Foi, entretanto, na aplicação sistematica daqueles,
metodos, que esse tipo de analise revelou suas limitações
essenciais. Assim é que chegou a degenerar, com facilidade,
numa especie de ultra-analise, procurando atribuir a obra estudada,
a fim de melhor exercer-se intenções secretas que
estariam menos no autor do que no critico. E assim, sob a capa enganadora
do rigor e do sistema, descaiu em verdade, para um novo impressionismo,
apenas mais minucioso do que aqueles que professava combater. Do
assunto, que exige consideração mais atenta, procurarei
tratar em artigo vindouro.
Contudo, não encerrarei o presente comentario sem referir-me
a outra falada caracteristica desses metodos de critica e que é
largamente responsavel pelo seu crescente descredito em nossos dias.

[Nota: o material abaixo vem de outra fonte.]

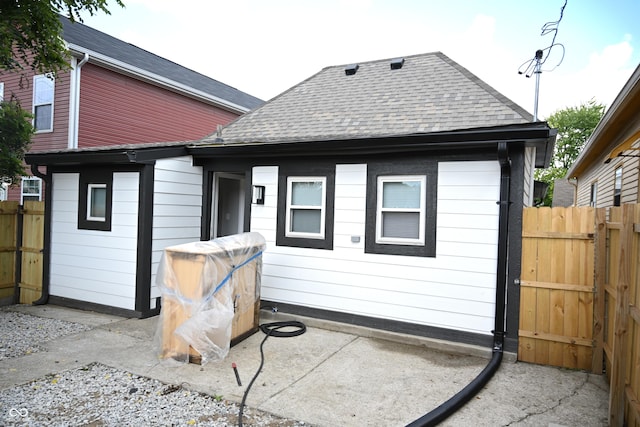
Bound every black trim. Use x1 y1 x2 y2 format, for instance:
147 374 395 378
135 163 155 316
364 159 438 257
498 144 525 353
276 163 336 250
200 166 252 241
200 169 214 242
187 122 557 167
49 295 154 319
260 300 493 347
78 168 113 231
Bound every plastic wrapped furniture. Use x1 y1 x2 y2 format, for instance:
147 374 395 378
156 233 266 363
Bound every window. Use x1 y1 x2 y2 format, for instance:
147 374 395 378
589 182 598 207
20 176 42 204
78 170 113 231
33 74 55 132
613 166 622 206
285 177 327 239
276 164 335 249
87 184 107 221
376 175 427 245
364 159 438 257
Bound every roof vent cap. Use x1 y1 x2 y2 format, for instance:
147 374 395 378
391 58 404 70
344 64 360 76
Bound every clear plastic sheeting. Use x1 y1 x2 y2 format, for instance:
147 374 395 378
155 233 266 364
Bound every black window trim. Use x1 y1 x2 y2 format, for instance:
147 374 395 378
276 163 336 250
364 159 438 257
78 169 113 231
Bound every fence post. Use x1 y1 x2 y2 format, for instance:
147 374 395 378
591 208 607 374
609 204 635 426
13 205 24 304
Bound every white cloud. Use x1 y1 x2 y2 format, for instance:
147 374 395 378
540 37 637 117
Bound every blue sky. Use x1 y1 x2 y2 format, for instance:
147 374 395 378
84 0 640 119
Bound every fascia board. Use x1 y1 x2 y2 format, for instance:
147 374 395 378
67 43 249 114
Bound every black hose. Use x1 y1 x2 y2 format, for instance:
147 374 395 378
407 142 511 427
238 320 307 427
407 350 502 427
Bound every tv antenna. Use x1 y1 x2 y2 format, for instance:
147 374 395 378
518 0 568 122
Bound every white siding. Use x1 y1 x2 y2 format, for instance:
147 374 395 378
522 147 536 208
251 161 500 335
50 172 138 310
576 153 640 208
151 156 202 309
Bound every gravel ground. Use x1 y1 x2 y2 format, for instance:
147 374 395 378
0 308 307 427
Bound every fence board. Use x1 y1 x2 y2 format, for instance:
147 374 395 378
0 201 44 304
0 201 19 300
518 208 595 370
19 201 44 304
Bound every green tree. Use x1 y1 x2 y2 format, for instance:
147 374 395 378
0 100 34 184
0 0 124 74
534 100 605 206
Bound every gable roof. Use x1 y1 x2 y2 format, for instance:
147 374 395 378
210 52 533 143
60 16 264 113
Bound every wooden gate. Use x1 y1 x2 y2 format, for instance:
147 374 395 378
0 201 44 304
518 207 602 372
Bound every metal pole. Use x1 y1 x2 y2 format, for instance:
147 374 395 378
533 49 542 122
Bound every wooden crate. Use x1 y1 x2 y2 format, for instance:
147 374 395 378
160 239 262 363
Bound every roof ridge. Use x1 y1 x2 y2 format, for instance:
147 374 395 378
437 52 533 121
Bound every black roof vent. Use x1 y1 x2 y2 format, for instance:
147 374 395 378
344 64 360 76
391 58 404 70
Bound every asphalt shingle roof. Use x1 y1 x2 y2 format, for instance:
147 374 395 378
60 16 264 110
211 52 533 143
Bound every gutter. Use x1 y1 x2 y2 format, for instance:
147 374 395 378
69 43 250 114
407 142 511 427
31 164 53 305
67 52 89 148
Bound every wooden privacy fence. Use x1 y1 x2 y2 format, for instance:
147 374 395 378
518 208 602 372
602 205 640 427
0 201 44 304
518 205 640 427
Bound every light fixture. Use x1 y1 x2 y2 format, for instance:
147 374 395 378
251 185 264 205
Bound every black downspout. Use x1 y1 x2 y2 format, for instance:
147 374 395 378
407 142 511 427
31 164 53 305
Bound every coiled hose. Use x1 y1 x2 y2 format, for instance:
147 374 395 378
238 320 307 427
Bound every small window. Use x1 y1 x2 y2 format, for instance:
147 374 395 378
78 170 113 231
276 164 336 249
613 166 622 206
285 177 327 239
589 182 598 207
20 176 42 204
364 159 438 257
87 184 107 221
376 175 427 245
33 74 55 132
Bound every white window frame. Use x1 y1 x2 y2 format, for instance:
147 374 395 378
613 166 623 206
86 183 107 222
285 176 327 239
376 175 427 246
32 74 56 133
20 176 42 205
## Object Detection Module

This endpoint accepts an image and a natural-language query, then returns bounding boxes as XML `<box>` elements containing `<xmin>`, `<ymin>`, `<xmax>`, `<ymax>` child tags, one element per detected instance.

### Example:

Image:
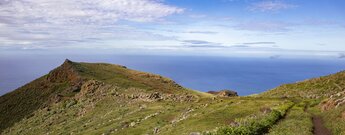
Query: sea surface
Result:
<box><xmin>0</xmin><ymin>55</ymin><xmax>345</xmax><ymax>95</ymax></box>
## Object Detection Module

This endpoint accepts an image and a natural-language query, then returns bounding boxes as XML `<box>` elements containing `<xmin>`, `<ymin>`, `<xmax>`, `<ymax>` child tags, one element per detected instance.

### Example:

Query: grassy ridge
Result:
<box><xmin>210</xmin><ymin>103</ymin><xmax>293</xmax><ymax>135</ymax></box>
<box><xmin>268</xmin><ymin>102</ymin><xmax>313</xmax><ymax>135</ymax></box>
<box><xmin>260</xmin><ymin>71</ymin><xmax>345</xmax><ymax>99</ymax></box>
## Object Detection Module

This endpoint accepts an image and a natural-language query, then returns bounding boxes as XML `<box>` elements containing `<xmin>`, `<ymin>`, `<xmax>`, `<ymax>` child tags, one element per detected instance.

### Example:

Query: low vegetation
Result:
<box><xmin>268</xmin><ymin>102</ymin><xmax>313</xmax><ymax>135</ymax></box>
<box><xmin>210</xmin><ymin>103</ymin><xmax>292</xmax><ymax>135</ymax></box>
<box><xmin>0</xmin><ymin>60</ymin><xmax>345</xmax><ymax>135</ymax></box>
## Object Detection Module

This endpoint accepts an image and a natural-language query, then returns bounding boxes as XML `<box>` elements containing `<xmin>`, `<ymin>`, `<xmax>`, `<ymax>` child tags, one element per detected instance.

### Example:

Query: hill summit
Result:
<box><xmin>0</xmin><ymin>59</ymin><xmax>345</xmax><ymax>135</ymax></box>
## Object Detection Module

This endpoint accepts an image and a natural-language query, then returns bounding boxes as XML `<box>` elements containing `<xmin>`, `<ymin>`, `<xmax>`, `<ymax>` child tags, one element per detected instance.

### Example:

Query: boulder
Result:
<box><xmin>207</xmin><ymin>90</ymin><xmax>238</xmax><ymax>97</ymax></box>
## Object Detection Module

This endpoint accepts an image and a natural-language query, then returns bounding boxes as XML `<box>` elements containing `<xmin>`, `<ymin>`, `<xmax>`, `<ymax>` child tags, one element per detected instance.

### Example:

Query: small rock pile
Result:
<box><xmin>321</xmin><ymin>91</ymin><xmax>345</xmax><ymax>111</ymax></box>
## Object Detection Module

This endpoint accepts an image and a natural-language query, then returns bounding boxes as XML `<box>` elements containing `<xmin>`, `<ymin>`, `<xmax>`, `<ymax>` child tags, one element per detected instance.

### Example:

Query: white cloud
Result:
<box><xmin>0</xmin><ymin>0</ymin><xmax>183</xmax><ymax>23</ymax></box>
<box><xmin>249</xmin><ymin>0</ymin><xmax>297</xmax><ymax>12</ymax></box>
<box><xmin>0</xmin><ymin>0</ymin><xmax>184</xmax><ymax>46</ymax></box>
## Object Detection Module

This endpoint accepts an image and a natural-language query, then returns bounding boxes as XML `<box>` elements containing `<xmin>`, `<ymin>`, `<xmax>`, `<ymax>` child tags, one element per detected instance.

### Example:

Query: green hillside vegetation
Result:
<box><xmin>260</xmin><ymin>71</ymin><xmax>345</xmax><ymax>99</ymax></box>
<box><xmin>0</xmin><ymin>60</ymin><xmax>345</xmax><ymax>135</ymax></box>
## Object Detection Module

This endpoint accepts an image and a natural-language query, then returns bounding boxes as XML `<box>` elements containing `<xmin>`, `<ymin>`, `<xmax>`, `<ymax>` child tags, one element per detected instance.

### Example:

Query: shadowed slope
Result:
<box><xmin>0</xmin><ymin>60</ymin><xmax>81</xmax><ymax>131</ymax></box>
<box><xmin>0</xmin><ymin>59</ymin><xmax>206</xmax><ymax>131</ymax></box>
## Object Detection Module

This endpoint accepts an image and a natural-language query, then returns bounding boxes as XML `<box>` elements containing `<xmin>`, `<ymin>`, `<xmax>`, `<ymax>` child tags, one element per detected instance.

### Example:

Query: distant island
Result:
<box><xmin>0</xmin><ymin>59</ymin><xmax>345</xmax><ymax>135</ymax></box>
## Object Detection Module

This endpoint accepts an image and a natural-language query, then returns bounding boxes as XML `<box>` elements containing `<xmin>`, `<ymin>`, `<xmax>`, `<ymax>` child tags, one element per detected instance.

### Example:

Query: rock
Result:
<box><xmin>129</xmin><ymin>122</ymin><xmax>136</xmax><ymax>127</ymax></box>
<box><xmin>189</xmin><ymin>132</ymin><xmax>201</xmax><ymax>135</ymax></box>
<box><xmin>149</xmin><ymin>92</ymin><xmax>161</xmax><ymax>100</ymax></box>
<box><xmin>207</xmin><ymin>90</ymin><xmax>238</xmax><ymax>97</ymax></box>
<box><xmin>153</xmin><ymin>127</ymin><xmax>159</xmax><ymax>134</ymax></box>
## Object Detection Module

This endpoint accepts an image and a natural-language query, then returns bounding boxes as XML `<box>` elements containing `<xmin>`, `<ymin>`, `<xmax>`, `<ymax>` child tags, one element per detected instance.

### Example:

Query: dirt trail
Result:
<box><xmin>313</xmin><ymin>116</ymin><xmax>332</xmax><ymax>135</ymax></box>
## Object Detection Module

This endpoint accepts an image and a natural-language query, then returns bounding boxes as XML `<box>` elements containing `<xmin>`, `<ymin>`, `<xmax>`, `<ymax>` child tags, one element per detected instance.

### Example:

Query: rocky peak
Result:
<box><xmin>47</xmin><ymin>59</ymin><xmax>82</xmax><ymax>85</ymax></box>
<box><xmin>207</xmin><ymin>90</ymin><xmax>238</xmax><ymax>97</ymax></box>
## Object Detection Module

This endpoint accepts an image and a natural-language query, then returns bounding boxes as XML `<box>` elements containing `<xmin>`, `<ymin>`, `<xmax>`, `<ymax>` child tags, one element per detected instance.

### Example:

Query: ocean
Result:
<box><xmin>0</xmin><ymin>55</ymin><xmax>345</xmax><ymax>96</ymax></box>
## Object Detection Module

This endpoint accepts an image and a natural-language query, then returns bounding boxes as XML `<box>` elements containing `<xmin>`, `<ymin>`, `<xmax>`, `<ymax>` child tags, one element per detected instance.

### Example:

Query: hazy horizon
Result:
<box><xmin>0</xmin><ymin>55</ymin><xmax>345</xmax><ymax>95</ymax></box>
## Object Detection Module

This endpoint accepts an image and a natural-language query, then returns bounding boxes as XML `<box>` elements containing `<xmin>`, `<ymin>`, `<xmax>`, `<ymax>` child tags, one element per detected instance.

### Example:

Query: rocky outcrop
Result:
<box><xmin>47</xmin><ymin>59</ymin><xmax>82</xmax><ymax>86</ymax></box>
<box><xmin>207</xmin><ymin>90</ymin><xmax>238</xmax><ymax>97</ymax></box>
<box><xmin>321</xmin><ymin>91</ymin><xmax>345</xmax><ymax>111</ymax></box>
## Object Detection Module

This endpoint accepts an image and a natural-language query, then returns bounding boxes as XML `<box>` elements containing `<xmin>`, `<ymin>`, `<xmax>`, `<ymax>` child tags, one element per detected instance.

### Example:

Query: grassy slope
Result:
<box><xmin>258</xmin><ymin>71</ymin><xmax>345</xmax><ymax>135</ymax></box>
<box><xmin>0</xmin><ymin>61</ymin><xmax>345</xmax><ymax>134</ymax></box>
<box><xmin>0</xmin><ymin>62</ymin><xmax>284</xmax><ymax>134</ymax></box>
<box><xmin>268</xmin><ymin>102</ymin><xmax>313</xmax><ymax>135</ymax></box>
<box><xmin>260</xmin><ymin>71</ymin><xmax>345</xmax><ymax>99</ymax></box>
<box><xmin>0</xmin><ymin>59</ymin><xmax>80</xmax><ymax>132</ymax></box>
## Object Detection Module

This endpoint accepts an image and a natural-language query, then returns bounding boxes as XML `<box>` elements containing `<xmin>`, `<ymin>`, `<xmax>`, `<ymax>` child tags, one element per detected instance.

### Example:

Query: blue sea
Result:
<box><xmin>0</xmin><ymin>55</ymin><xmax>345</xmax><ymax>95</ymax></box>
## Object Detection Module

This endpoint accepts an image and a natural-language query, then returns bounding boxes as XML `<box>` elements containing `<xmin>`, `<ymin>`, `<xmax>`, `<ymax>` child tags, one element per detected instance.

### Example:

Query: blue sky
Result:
<box><xmin>0</xmin><ymin>0</ymin><xmax>345</xmax><ymax>58</ymax></box>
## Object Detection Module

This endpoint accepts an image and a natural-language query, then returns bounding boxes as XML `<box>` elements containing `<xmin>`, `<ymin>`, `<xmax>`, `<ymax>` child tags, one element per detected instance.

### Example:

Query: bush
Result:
<box><xmin>208</xmin><ymin>103</ymin><xmax>292</xmax><ymax>135</ymax></box>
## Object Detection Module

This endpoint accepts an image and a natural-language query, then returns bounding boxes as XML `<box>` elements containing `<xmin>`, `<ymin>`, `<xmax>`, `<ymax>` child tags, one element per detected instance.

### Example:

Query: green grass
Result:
<box><xmin>206</xmin><ymin>102</ymin><xmax>293</xmax><ymax>135</ymax></box>
<box><xmin>268</xmin><ymin>102</ymin><xmax>313</xmax><ymax>135</ymax></box>
<box><xmin>0</xmin><ymin>62</ymin><xmax>345</xmax><ymax>135</ymax></box>
<box><xmin>259</xmin><ymin>71</ymin><xmax>345</xmax><ymax>99</ymax></box>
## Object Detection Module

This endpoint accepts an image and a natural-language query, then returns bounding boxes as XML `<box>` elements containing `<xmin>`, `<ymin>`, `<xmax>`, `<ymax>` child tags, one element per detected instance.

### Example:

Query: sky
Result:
<box><xmin>0</xmin><ymin>0</ymin><xmax>345</xmax><ymax>59</ymax></box>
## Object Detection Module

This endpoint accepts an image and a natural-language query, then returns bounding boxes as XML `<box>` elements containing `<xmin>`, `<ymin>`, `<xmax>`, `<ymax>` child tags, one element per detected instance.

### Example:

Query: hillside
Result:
<box><xmin>260</xmin><ymin>71</ymin><xmax>345</xmax><ymax>99</ymax></box>
<box><xmin>258</xmin><ymin>71</ymin><xmax>345</xmax><ymax>135</ymax></box>
<box><xmin>0</xmin><ymin>60</ymin><xmax>345</xmax><ymax>135</ymax></box>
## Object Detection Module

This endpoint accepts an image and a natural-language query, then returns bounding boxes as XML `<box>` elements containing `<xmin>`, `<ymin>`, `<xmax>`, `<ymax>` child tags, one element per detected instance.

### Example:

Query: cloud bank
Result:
<box><xmin>249</xmin><ymin>0</ymin><xmax>297</xmax><ymax>12</ymax></box>
<box><xmin>0</xmin><ymin>0</ymin><xmax>184</xmax><ymax>46</ymax></box>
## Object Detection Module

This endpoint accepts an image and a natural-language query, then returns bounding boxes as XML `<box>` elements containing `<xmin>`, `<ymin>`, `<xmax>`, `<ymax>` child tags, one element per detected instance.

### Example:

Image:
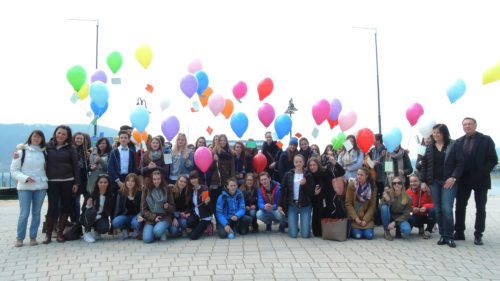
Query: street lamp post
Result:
<box><xmin>352</xmin><ymin>26</ymin><xmax>382</xmax><ymax>134</ymax></box>
<box><xmin>285</xmin><ymin>99</ymin><xmax>298</xmax><ymax>138</ymax></box>
<box><xmin>69</xmin><ymin>19</ymin><xmax>99</xmax><ymax>137</ymax></box>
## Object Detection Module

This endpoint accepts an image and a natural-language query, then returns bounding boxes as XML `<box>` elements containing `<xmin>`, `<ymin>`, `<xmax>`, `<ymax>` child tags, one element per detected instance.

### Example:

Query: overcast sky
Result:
<box><xmin>0</xmin><ymin>0</ymin><xmax>500</xmax><ymax>155</ymax></box>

Criados para a interpretação de determinadas formas
de poesia, esses metodos mostraram-se naturalmente ineficazes, quando
aplicados e formas diferentes. E em lugar de admitir a relatividade
dos criterios de que usavam, os partidarios de tais criterios não
hesitaram em decretar a inferioridade fundamental de todas as criações
literarias que se mostrassem infensas ao seu emprego. Com isso puderam
fixar um aparente hierarquia de valores, que a um exame superficial
parecia fornecer-lhes a arma infalivel e sempre acessivel no combate
ao impressionismo critico e ao relativismo.
De onde, tambem, os excessos de analise, os excessos de simplificação,
os excessos de aplicação que, segundo reconhece hoje
um dos iniciadores mais ilustres de tais metodos, constituem a patologia
habitual de todas as tecnicas convertidas em metodo, de todos os
metodos convertidos em metodologia. No mesmo artigo onde reconhece
tamanhos excessos (artigo publicado no numero de inverno de 1951
da "Hudson Review" de Nova York), R. P. Blackmur faz a
observação de que parte consideravel da critica recente
não passa de uma anomalia nascida da suposição
ou suposição parcial, entre os criticos, "de
que a literatura e arte independente, ou autonoma ou pura, de onde
concluem que o ato critico tambem há de ser independente,
ou autonomo, se não perfeitamente puro; por isso terá
seus metodos proprios, validos para todas as circunstancias".